The most famous whale calls are the long, melancholy “songs” issued by humpbacks. Sperm-whale codas are neither mournful nor musical. Some people compare them to the sound of bacon frying, others to popcorn popping. That morning, as I listened through the headphones, I thought of horses clomping over cobbled streets. Then I changed my mind. The clatter was more mechanical, as if somewhere deep beneath the waves someone was pecking out a memo on a manual typewriter.
As anyone who has been conscious for the past ten months knows, ChatGPT is capable of amazing feats. It can write essays, compose sonnets, explain scientific concepts, and produce jokes (though these last are not necessarily funny). If you ask ChatGPT how it was created, it will tell you that first it was trained on a “massive corpus” of data from the Internet. This phase consisted of what’s called “unsupervised machine learning,” which was performed by an intricate array of processing nodes known as a neural network. Basically, the “learning” involved filling in the blanks; according to ChatGPT, the exercise entailed “predicting the next word in a sentence given the context of the previous words.” By digesting millions of Web pages—and calculating and recalculating the odds—ChatGPT got so good at this guessing game that, without ever understanding English, it mastered the language. (Other languages it is “fluent” in include Chinese, Spanish, and French.)
In theory at least, what goes for English (and Chinese and French) also goes for sperm whale. Provided that a computer model can be trained on enough data, it should be able to master coda prediction. It could then—once again in theory—generate sequences of codas that a sperm whale would find convincing. The model wouldn’t understand sperm whale-ese, but it could, in a manner of speaking, speak it. Call it ClickGPT.
Andreas told me that ceti had already made significant strides, just by reanalyzing Gero’s archive. Not only had the team uncovered the new kind of signal but also it had found that codas have much more internal structure than had previously been recognized. “The amount of information that this system can carry is much bigger,” he said.
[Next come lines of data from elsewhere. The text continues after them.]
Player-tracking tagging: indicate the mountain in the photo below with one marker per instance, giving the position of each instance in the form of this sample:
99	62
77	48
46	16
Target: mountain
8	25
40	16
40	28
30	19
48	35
“The holy grail here—the thing that separates human language from all other animal communication systems—is what’s called ‘duality of patterning,’ ” Andreas went on. “Duality of patterning” refers to the way that meaningless units—in English, sounds like “sp” or “ot”—can be combined to form meaningful units, like “spot.” If, as is suspected, clicks are empty of significance but codas refer to something, then sperm whales, too, would have arrived at duality of patterning. “Based on what we know about how the coda inventory works, I’m optimistic—though still not sure—that this is going to be something that we find in sperm whales,” Andreas said.
There have long been heated debates as to whether language is something that is unique to humans. While developments like ChatGPT are interesting, I must say that this particular application of the technology is what I have found to be the most exciting so far. Communicating with other species would open up a wonderful new world.